Copyright Monday, May 8, 2006 Duncan Bucknell Company

On 2 May 2005, Mr Justice Pumfrey of the UK High Court (Patents Court) handed down this interesting interlocutory decision in Baxter v Abbott [2006] EWHC 919 (Pat).

Take home

This is the latest round of global litigation concerning Abbott’s Ultane (Sevoflurane) anaesthetic. The proceedings were commenced by Baxter for a Declaration of Non-Infringement in respect of Abbott’s patent EP (UK) 0 967 975. Abbott sought better particulars of Baxter’s Product and Process Description (‘PPD’). Mr Justice Pumfrey refused the application, stating in effect that Abbott had been in possession of the relevant information for some time (in an Abbreviated New Drug Application which they had neglected to show their own experts).

Comment

An unusual aspect of this case is that the patentee, Abbott has not counter-claimed for patent infringement. Instead, as Mr Justice Pumfrey has pointed out, the pleadings filed by Abbott (the Defendant in this case) merely state:

"The Defendants raise no positive case of infringement within this action. The burden is on the Claimants to prove non-infringement of claims 2 to 4 of the patent."

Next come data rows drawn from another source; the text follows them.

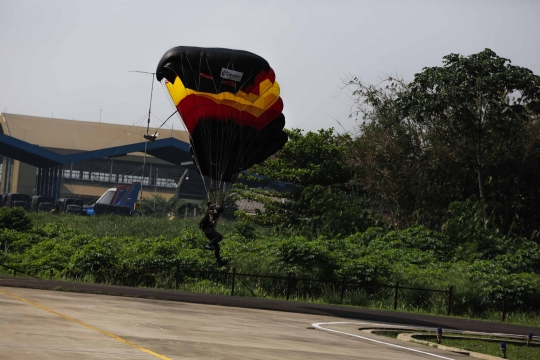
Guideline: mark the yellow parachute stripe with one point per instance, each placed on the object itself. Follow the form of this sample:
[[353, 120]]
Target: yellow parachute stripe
[[269, 94]]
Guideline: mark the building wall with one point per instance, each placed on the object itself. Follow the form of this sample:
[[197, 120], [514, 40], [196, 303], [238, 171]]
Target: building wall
[[24, 178]]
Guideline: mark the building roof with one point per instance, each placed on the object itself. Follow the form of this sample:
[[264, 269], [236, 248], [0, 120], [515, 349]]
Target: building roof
[[36, 141], [75, 134]]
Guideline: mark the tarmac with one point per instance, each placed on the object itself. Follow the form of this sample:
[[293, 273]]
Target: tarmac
[[81, 322]]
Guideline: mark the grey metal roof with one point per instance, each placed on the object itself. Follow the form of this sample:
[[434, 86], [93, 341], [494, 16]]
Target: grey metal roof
[[75, 134]]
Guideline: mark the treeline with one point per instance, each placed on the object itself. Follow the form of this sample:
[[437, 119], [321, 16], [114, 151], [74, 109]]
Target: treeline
[[145, 251], [465, 135]]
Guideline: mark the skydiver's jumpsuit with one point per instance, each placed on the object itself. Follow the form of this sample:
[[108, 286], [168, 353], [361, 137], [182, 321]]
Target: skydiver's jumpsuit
[[208, 225]]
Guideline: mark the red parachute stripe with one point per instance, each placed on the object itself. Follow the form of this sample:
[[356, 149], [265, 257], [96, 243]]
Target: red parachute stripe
[[193, 108]]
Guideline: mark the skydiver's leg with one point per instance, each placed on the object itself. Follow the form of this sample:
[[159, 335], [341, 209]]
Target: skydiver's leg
[[216, 238]]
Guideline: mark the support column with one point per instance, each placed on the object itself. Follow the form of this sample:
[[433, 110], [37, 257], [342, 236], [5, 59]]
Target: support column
[[60, 176]]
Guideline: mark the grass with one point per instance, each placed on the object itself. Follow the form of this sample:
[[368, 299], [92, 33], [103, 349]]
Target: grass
[[514, 350], [249, 257], [488, 345]]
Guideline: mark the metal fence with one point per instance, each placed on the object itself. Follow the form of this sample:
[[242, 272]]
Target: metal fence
[[244, 284]]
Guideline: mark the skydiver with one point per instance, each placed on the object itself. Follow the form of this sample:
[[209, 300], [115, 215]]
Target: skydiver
[[208, 224]]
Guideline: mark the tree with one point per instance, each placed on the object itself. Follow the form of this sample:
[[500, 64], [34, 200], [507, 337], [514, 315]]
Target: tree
[[324, 199], [478, 107]]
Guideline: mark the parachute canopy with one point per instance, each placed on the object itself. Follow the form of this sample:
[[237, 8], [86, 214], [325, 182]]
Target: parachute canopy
[[229, 101]]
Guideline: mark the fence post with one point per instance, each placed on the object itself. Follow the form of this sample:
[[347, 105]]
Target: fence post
[[234, 276], [342, 289], [450, 300], [288, 291], [504, 305], [177, 276], [395, 294]]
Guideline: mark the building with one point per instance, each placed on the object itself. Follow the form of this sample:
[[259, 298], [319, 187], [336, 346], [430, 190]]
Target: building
[[68, 158]]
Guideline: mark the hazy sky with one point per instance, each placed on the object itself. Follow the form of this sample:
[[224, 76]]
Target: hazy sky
[[69, 59]]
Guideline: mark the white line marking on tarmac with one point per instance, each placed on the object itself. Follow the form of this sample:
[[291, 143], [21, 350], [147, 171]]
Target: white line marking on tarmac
[[318, 326]]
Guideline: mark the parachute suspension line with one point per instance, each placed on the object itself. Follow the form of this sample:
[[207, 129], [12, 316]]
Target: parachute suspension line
[[163, 123], [150, 106], [204, 130], [147, 136]]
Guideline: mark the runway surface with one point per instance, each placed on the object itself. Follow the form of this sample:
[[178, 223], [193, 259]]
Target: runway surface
[[42, 324]]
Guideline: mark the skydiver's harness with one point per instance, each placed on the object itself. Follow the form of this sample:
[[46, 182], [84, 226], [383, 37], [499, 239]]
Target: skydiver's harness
[[210, 219]]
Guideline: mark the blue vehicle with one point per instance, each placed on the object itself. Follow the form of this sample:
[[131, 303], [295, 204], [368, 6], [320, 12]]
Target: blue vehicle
[[120, 200]]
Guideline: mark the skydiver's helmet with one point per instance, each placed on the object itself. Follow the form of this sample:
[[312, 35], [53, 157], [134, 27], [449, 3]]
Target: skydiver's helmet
[[218, 210]]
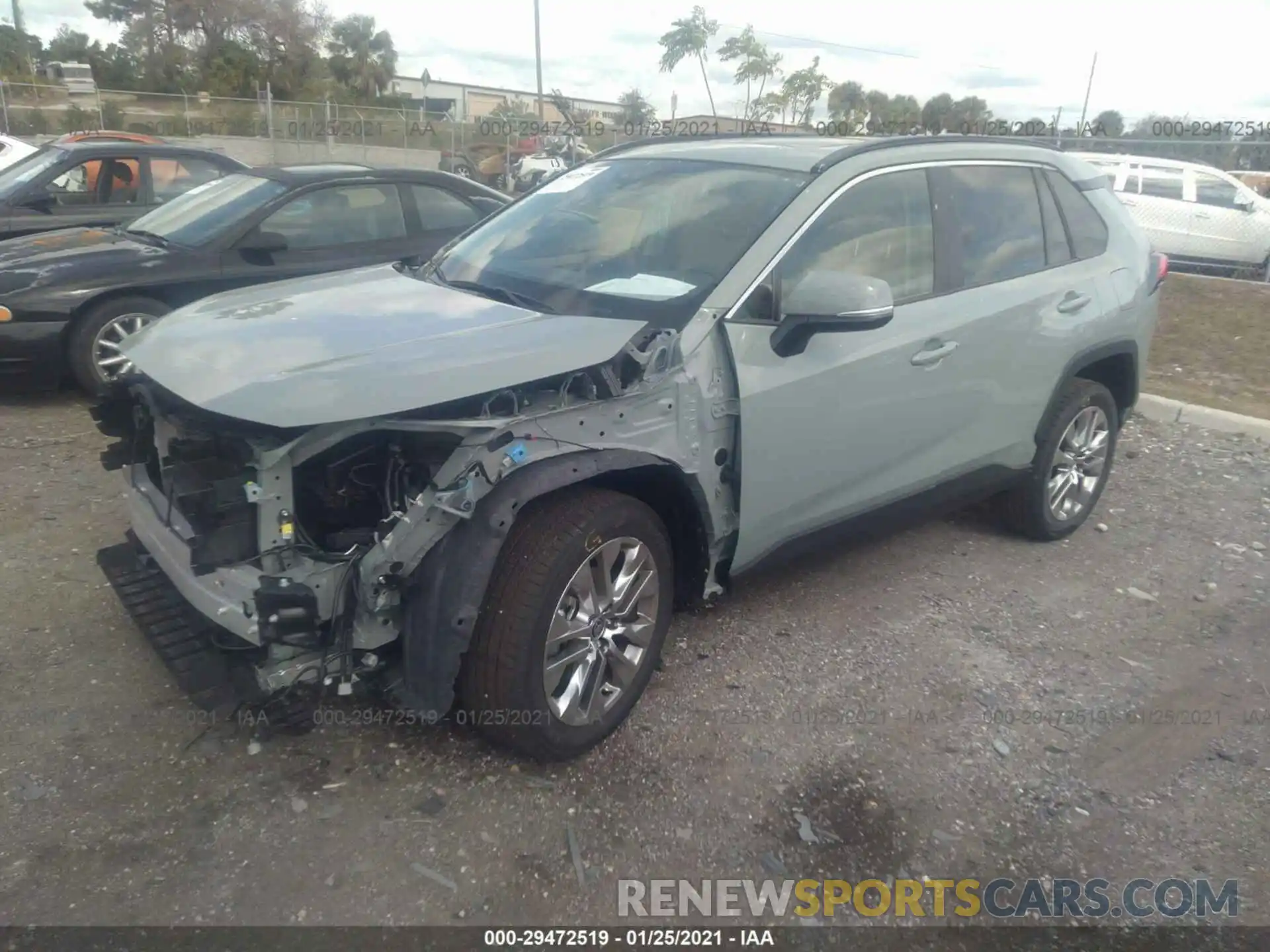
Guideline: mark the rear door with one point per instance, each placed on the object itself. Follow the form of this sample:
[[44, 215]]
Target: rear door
[[332, 227], [1220, 230], [1156, 197], [439, 216], [91, 192]]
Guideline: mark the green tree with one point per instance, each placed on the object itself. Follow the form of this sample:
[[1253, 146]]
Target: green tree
[[361, 58], [757, 65], [18, 54], [937, 113], [1111, 122], [769, 106], [689, 37], [803, 91], [847, 102], [635, 110]]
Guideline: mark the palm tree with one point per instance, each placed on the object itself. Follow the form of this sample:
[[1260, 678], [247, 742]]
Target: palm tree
[[690, 37], [361, 58], [757, 65]]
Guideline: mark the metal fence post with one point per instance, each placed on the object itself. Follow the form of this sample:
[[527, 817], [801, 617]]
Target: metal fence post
[[269, 118], [329, 149]]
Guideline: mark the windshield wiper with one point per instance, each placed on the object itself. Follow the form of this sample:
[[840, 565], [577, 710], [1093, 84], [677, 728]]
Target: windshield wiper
[[494, 292], [142, 233]]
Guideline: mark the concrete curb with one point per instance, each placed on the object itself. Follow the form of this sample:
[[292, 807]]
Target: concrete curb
[[1156, 408]]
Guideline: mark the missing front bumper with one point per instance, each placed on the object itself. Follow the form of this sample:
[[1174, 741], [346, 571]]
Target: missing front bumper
[[182, 637]]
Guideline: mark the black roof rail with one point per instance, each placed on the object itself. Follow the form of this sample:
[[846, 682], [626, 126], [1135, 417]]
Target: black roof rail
[[690, 138], [873, 145]]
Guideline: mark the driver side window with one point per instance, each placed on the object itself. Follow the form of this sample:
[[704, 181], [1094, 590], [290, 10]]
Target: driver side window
[[880, 229]]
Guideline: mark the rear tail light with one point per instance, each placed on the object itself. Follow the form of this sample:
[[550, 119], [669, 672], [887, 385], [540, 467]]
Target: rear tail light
[[1159, 270]]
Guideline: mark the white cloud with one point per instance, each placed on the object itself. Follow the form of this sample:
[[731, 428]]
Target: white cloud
[[1025, 61]]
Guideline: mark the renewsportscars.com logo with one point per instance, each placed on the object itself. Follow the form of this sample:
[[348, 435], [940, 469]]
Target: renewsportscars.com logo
[[1000, 898]]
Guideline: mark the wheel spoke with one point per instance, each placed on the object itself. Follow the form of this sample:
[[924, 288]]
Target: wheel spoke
[[624, 668], [564, 629], [556, 669]]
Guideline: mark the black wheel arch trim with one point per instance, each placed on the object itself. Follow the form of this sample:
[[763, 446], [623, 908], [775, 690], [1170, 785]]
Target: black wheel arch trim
[[1083, 360], [447, 590]]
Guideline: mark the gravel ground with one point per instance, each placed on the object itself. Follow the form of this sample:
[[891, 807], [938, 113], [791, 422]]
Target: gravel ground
[[859, 687]]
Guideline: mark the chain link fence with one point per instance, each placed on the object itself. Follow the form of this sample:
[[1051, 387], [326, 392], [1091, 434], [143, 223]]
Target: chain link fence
[[298, 131]]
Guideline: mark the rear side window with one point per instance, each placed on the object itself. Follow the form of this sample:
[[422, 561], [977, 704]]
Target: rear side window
[[1161, 183], [1057, 251], [995, 220], [1085, 226], [443, 211]]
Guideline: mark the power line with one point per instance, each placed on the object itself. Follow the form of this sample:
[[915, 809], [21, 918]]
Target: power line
[[846, 46]]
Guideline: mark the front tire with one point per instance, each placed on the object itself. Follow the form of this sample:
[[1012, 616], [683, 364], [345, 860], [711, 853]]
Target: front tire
[[572, 626], [93, 352], [1071, 467]]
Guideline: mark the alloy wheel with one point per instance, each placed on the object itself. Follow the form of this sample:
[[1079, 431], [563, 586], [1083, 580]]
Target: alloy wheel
[[601, 631], [108, 360], [1079, 463]]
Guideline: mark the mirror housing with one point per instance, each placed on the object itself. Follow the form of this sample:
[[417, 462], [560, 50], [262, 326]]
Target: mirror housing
[[38, 201], [829, 302], [263, 243]]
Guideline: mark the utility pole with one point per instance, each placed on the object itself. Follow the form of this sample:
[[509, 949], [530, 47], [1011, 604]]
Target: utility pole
[[538, 55], [1080, 130], [21, 30]]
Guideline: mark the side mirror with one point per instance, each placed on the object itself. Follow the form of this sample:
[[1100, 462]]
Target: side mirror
[[263, 243], [828, 302], [38, 201]]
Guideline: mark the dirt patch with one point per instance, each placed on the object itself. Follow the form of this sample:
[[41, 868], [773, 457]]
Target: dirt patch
[[1213, 344]]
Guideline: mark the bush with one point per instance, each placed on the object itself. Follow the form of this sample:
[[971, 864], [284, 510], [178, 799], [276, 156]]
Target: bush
[[112, 116], [79, 120]]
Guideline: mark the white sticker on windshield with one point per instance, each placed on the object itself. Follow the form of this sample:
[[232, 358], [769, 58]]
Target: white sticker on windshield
[[650, 287], [572, 179]]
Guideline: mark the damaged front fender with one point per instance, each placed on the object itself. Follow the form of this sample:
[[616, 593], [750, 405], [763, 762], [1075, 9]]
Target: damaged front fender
[[448, 587]]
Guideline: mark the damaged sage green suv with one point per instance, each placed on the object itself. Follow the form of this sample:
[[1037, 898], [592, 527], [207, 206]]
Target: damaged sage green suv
[[488, 481]]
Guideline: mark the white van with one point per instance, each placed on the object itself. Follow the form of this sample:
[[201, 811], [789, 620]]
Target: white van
[[75, 77], [1194, 214]]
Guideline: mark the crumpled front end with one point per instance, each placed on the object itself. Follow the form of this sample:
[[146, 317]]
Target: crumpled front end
[[302, 555]]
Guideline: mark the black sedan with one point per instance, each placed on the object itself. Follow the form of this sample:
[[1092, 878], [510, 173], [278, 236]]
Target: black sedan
[[101, 183], [67, 299]]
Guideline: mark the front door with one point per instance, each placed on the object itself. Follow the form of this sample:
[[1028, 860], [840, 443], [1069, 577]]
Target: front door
[[1156, 197], [95, 192], [857, 416], [329, 229]]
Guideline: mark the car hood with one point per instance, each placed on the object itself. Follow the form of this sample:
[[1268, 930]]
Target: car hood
[[52, 257], [357, 344]]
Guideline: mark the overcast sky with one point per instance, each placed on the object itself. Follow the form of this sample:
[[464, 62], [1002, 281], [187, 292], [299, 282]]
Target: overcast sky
[[1024, 60]]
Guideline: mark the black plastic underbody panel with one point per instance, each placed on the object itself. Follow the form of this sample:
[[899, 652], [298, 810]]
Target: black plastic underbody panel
[[175, 629]]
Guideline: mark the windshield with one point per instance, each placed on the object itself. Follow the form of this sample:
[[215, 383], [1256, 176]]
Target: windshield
[[210, 210], [17, 175], [646, 239]]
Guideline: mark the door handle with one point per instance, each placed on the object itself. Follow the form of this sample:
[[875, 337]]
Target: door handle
[[1074, 302], [933, 356]]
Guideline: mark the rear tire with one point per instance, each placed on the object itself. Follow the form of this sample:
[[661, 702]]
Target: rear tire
[[1029, 508], [503, 686], [89, 333]]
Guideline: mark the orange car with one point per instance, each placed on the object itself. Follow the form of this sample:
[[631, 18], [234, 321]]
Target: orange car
[[165, 173]]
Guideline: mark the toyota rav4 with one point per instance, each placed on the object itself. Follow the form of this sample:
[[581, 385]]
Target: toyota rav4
[[486, 483]]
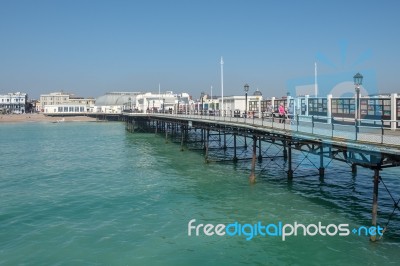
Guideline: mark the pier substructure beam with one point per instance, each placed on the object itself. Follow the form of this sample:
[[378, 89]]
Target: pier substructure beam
[[375, 202], [321, 162], [290, 170], [234, 148], [252, 177], [259, 150]]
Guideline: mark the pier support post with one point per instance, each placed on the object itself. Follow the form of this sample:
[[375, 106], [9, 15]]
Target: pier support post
[[290, 170], [166, 133], [182, 136], [321, 162], [234, 148], [375, 202], [224, 140], [284, 150], [353, 168], [259, 150], [206, 144], [252, 177]]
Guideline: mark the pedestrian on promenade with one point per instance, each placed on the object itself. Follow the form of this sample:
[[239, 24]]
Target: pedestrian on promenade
[[281, 111]]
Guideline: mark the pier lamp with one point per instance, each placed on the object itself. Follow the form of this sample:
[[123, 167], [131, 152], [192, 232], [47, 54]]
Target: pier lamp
[[357, 82], [202, 99], [246, 89]]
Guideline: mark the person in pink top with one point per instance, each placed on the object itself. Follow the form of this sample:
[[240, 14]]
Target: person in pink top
[[281, 111]]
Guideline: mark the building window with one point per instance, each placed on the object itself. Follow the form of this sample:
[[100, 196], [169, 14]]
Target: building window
[[344, 107], [375, 109], [253, 106], [278, 103], [317, 106]]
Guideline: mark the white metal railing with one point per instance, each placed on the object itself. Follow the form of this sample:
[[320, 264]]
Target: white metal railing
[[373, 131]]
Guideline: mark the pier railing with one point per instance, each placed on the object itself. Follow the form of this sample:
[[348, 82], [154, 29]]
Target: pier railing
[[372, 131]]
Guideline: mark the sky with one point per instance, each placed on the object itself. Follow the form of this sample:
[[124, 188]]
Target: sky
[[90, 47]]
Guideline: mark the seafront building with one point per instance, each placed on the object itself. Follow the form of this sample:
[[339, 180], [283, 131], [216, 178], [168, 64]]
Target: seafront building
[[16, 103], [65, 104], [116, 102]]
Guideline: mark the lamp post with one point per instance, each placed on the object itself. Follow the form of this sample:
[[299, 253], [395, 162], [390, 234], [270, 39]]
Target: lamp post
[[357, 82], [202, 99], [246, 89]]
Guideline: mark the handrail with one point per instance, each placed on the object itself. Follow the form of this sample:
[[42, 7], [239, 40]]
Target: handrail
[[358, 130]]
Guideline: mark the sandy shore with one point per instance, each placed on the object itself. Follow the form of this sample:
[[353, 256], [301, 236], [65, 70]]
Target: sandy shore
[[42, 118]]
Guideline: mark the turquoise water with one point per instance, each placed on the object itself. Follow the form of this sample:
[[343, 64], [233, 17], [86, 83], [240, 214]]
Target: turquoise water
[[93, 194]]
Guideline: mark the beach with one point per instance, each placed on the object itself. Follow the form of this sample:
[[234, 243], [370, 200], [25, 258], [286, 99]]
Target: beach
[[16, 118]]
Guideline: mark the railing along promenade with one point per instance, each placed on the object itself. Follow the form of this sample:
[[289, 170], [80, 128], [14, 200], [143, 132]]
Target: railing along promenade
[[367, 143], [365, 130]]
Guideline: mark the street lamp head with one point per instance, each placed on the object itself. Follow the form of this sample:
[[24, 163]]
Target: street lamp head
[[358, 79], [246, 87]]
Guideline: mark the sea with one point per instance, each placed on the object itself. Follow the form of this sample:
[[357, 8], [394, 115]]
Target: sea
[[91, 193]]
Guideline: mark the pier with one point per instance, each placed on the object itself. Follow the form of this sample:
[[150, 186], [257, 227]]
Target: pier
[[365, 143]]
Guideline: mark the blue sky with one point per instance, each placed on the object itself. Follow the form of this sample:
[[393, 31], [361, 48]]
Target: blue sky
[[91, 47]]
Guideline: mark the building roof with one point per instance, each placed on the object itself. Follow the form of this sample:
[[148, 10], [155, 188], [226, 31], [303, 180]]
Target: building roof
[[110, 99]]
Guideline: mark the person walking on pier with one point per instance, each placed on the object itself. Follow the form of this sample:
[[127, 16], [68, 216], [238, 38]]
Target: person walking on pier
[[281, 111]]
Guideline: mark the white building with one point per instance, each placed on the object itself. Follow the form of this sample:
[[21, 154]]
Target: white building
[[163, 102], [238, 103], [65, 104], [13, 103], [115, 102]]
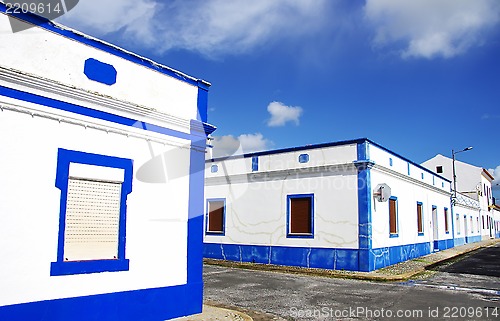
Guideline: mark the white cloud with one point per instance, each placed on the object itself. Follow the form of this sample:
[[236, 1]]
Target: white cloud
[[496, 173], [246, 143], [102, 17], [210, 27], [281, 114], [432, 28]]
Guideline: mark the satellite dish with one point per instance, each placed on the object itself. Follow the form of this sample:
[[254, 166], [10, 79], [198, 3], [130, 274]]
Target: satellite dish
[[382, 192]]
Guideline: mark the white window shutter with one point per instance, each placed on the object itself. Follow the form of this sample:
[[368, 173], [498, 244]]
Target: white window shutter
[[92, 220]]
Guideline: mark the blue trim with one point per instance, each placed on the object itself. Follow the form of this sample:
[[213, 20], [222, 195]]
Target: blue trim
[[324, 258], [303, 158], [195, 225], [447, 220], [92, 42], [84, 111], [358, 141], [393, 235], [148, 305], [288, 200], [255, 163], [363, 165], [386, 256], [207, 232], [100, 71], [421, 218], [64, 158], [202, 101]]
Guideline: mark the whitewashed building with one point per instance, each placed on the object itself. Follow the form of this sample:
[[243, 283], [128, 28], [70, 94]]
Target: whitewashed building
[[472, 182], [351, 205], [101, 171]]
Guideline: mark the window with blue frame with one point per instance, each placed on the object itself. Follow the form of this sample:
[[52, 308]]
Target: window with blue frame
[[303, 158], [420, 219], [393, 217], [300, 215], [216, 216], [92, 231]]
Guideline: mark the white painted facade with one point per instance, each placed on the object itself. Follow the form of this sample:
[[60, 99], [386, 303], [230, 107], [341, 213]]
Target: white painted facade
[[341, 179], [473, 182], [148, 118]]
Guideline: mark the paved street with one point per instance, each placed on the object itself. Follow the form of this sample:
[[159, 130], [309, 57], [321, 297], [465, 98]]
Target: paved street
[[441, 295]]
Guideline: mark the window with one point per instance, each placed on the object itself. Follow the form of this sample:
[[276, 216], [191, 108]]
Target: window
[[446, 223], [216, 212], [255, 163], [393, 217], [303, 158], [420, 219], [92, 229], [300, 215]]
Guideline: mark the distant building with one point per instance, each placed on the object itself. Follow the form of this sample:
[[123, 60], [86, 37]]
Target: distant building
[[101, 171], [352, 205], [473, 182]]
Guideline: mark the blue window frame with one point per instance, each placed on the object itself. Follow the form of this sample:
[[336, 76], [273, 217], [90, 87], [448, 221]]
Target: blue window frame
[[63, 266], [255, 163], [420, 218], [300, 216], [393, 217], [303, 158], [215, 217]]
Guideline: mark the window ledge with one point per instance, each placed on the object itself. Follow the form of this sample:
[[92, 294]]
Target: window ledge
[[87, 267], [215, 233]]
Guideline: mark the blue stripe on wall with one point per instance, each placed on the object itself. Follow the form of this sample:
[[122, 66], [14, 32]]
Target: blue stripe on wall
[[151, 304]]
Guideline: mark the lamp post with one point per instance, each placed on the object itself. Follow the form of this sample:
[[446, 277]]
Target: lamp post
[[453, 153]]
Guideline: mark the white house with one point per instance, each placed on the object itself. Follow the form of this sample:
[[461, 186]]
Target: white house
[[351, 205], [101, 171], [473, 182]]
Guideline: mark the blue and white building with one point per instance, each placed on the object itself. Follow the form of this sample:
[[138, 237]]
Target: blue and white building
[[352, 205], [102, 179]]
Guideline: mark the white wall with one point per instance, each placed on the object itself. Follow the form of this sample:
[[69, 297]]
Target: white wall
[[157, 213], [409, 189], [256, 203]]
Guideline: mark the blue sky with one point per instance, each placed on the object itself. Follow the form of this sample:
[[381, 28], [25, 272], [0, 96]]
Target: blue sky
[[418, 77]]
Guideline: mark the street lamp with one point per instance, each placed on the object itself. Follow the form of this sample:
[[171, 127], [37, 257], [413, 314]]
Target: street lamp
[[453, 153]]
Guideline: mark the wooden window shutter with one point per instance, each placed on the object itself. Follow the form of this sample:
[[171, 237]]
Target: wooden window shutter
[[393, 217], [300, 215], [216, 216]]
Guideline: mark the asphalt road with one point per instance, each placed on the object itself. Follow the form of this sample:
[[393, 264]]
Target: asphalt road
[[439, 296]]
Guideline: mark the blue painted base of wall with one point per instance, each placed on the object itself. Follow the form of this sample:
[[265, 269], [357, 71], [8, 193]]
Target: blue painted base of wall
[[473, 239], [323, 258], [444, 244], [146, 305], [386, 256]]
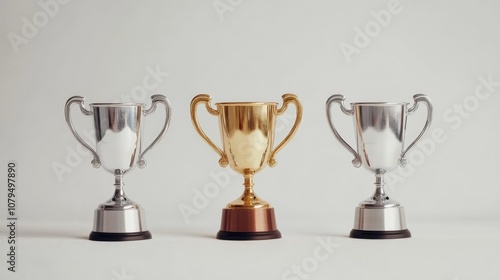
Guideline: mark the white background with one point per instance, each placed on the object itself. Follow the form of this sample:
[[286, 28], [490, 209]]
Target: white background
[[252, 51]]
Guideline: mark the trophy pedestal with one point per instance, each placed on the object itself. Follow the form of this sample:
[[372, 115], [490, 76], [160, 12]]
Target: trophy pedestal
[[248, 224], [119, 222], [379, 222]]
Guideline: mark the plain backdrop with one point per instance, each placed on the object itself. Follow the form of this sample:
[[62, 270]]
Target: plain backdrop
[[251, 51]]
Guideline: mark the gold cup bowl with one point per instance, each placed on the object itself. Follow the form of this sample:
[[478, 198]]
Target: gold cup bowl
[[247, 132]]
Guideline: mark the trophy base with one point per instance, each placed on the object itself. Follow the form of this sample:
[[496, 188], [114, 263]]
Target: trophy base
[[248, 224], [229, 235], [119, 221], [119, 236], [379, 234], [385, 221]]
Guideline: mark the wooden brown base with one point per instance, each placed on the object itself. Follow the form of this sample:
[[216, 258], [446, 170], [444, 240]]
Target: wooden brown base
[[248, 224]]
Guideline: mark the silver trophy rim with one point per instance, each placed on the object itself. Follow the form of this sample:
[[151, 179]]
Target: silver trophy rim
[[117, 104]]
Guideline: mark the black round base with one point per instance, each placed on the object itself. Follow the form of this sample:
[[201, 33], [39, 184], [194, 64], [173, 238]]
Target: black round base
[[380, 234], [258, 235], [119, 236]]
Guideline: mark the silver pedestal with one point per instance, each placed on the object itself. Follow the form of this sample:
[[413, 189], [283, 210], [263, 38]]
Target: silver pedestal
[[380, 129], [119, 221]]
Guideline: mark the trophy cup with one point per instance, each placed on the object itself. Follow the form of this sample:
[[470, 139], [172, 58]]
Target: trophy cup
[[247, 132], [380, 136], [118, 146]]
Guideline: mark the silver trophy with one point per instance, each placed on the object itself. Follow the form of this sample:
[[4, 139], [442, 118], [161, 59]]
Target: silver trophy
[[118, 147], [380, 136]]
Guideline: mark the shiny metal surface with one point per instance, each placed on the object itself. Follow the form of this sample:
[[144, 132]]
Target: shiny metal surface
[[391, 218], [380, 129], [118, 129], [247, 134]]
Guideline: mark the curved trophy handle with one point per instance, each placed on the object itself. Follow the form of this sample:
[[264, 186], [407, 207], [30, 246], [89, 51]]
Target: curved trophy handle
[[80, 100], [205, 98], [339, 98], [287, 99], [155, 100], [418, 98]]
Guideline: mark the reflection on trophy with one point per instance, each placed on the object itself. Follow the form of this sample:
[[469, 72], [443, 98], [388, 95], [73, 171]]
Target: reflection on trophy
[[380, 134], [247, 132], [118, 147]]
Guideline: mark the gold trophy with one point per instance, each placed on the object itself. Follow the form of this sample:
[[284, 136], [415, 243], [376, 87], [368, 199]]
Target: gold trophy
[[247, 133]]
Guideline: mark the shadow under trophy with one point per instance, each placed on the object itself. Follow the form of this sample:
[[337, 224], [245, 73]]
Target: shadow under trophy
[[118, 129], [380, 129], [247, 132]]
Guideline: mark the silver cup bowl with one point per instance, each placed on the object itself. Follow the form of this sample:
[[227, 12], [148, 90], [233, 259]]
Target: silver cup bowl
[[118, 128], [380, 129]]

Thus, Abbott would presumably not be entitled to the remedies which would normally flow from a finding of infringement (such as an injunction or damages), and would be unable to later commence infringement proceedings in relation to the same product or process (due to Issue Estoppel or Res Judicata).

The question arises as to why Abbott have taken this course of action and Mr Justice Pumfrey’s comments on Abbott’s difficulty in proving infringement shed some light:

‘It is plain that Abbott have confronted difficulties in attempting to demonstrate that Baxter's sevoflurane is stabilised by water, and it is equally obvious from the emphasis on the epoxy lining to the aluminium container that every possible source of Lewis base has been investigated in the hope of demonstrating infringement. The difficulty is made still more clear by Abbott's steady refusal to make any assertion of infringement in the present proceedings, stating themselves content to rely upon the burden of proof.’